Eldritch: Permalife in Indie Games

About ten months ago, I released Eldritch. I followed it quickly with Mac and Linux ports in November and a free expansion in December. I documented the process on this blog, and stated that “the story of Eldritch isn’t over yet.” I was correct, but not in the way I thought.

Sometime during Eldritch’s development, I had looked up H.P. Lovecraft’s birthday. I can’t remember exactly why. I was probably hoping to launch on that date as a tribute to the author who inspired the game’s world and creatures. But his birthday fell on August 20, and I was nowhere near being able to ship on that date in 2013. So I put that idea in my pocket. Maybe I could do a sale on that date next year, I thought.

In early 2014, around the time I wrote the post-mortem article, I was in preliminary talks to bring Eldritch to an unspecified console. Over the following months, I made decent progress on that port, despite my inexperience on the hardware. But with a limited budget and my own uncertainty about sales on the particular platform, I eventually chose to walk away from that and focus on my next project, NEON STRUCT. I began telling people I was done with Eldritch, that I had made the game I wanted to make and I was ready to move on to something new. I released the source code in April, ostensibly an act of some finality. I dove into production on NEON STRUCT, and Eldritch became my past.

With August 20 approaching this year, I reached out to Humble and Valve to set up a 24-hour sale for Eldritch.
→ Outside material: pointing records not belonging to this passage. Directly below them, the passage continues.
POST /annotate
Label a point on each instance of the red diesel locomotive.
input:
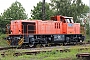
(59, 29)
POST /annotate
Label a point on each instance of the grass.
(3, 42)
(53, 55)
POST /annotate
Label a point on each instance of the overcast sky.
(27, 4)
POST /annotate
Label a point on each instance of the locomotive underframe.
(45, 39)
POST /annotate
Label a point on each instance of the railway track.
(30, 51)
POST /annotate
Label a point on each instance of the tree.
(36, 13)
(15, 12)
(74, 8)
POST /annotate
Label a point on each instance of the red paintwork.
(53, 26)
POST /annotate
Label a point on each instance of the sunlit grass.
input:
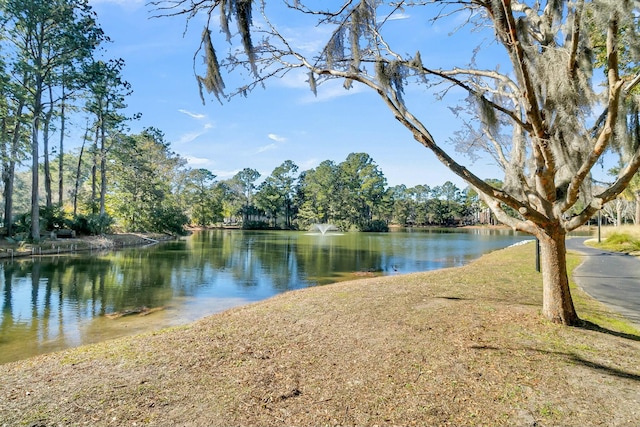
(625, 239)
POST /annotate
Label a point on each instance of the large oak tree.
(556, 100)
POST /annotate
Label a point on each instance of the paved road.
(609, 277)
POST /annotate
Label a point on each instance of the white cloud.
(225, 174)
(266, 148)
(190, 136)
(193, 115)
(197, 161)
(396, 17)
(332, 89)
(276, 138)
My representative at Valve offered to make Eldritch the Steam daily deal for that date, but asked if I would have an update to coincide with the sale. I didn’t have anything prepared; Eldritch was my past, right? But landing a highly visible spot on the front page of Steam was a bigger deal than I had expected. So I took a brief hiatus from NEON STRUCT and began preparing a Steam-centric update for Eldritch.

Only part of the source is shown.